Explain gold investment to me

I remember back in the 80’s when gold was $400/oz an no one wanted it then it got up to $800/oz and everyone wanted to buy it. What ever happened to buy low and sell high?

I admit I had some 1oz silver rounds in highschool @$6-$8/oz. Sure I can beat myself up for dumping it when I got to college now that it is at about $17/oz, because even paying the premium for the rounds and not getting full bullion price, the return would have been about 10% per year. Not bad.

So the question is why should people invest in precious metals. Is it really a hedge against inflation? If so, why is gold above $1000/oz during a worldwide recession? Will it really go up to $1500 or $2000/oz once the economic crisis is over or is a recreation of the buy high/sell low frenzy of the 80’s.

Also, is it possible to short gold/silver/platinum? Suppose I believe the metal bubble will collapse in say a year. How do I make $ off that.
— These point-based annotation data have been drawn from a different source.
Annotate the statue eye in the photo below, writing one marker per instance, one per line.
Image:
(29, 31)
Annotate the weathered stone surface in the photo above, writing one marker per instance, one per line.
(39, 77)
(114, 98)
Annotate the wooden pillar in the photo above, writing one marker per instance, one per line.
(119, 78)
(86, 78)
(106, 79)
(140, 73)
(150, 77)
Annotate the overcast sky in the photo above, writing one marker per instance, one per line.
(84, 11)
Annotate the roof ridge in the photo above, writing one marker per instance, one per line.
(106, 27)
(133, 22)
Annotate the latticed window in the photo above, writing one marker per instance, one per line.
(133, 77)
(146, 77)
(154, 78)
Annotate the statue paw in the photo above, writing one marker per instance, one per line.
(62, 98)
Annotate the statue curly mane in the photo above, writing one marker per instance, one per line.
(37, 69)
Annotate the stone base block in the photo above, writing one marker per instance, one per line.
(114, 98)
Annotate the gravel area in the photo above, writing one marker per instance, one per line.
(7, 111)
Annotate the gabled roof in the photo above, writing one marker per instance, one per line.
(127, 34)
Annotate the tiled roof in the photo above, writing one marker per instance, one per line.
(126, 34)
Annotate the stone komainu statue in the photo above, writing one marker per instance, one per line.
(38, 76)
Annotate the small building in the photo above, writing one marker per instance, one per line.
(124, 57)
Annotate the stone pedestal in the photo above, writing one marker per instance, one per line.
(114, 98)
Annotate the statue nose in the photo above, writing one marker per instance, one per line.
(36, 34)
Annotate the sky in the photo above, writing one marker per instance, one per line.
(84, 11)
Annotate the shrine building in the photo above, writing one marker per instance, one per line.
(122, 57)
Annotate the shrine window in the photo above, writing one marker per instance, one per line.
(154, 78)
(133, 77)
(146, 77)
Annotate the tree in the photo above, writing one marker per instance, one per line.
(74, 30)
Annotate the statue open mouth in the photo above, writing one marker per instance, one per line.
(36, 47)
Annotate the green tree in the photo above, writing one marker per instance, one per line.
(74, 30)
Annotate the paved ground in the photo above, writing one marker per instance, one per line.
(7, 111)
I’m not looking for investment advice (I have my ING advisor for that) but rather an understanding how metals fit into the whole stock/bond long term vs. short term picture.

Right-wing radio marketing of gold…start with this recent thread and see if it answers your question.

I did read that but I’m more interested in the investment end of metals not right wing and gold selling conspiracies. I’m especially interested in how to benefit from a drop in metal prices (are the puts in the COMEX futures?) and where they fit in a well-rounded investment portfolio (or even if they do) or if its a gamble sort of investment like junk bonds were.

Because gold is actually worth something.

In the Great Depression, people who had paper money in their mattresses retained their wealth. Those with money in the banks (numbers on a bank book) lost those.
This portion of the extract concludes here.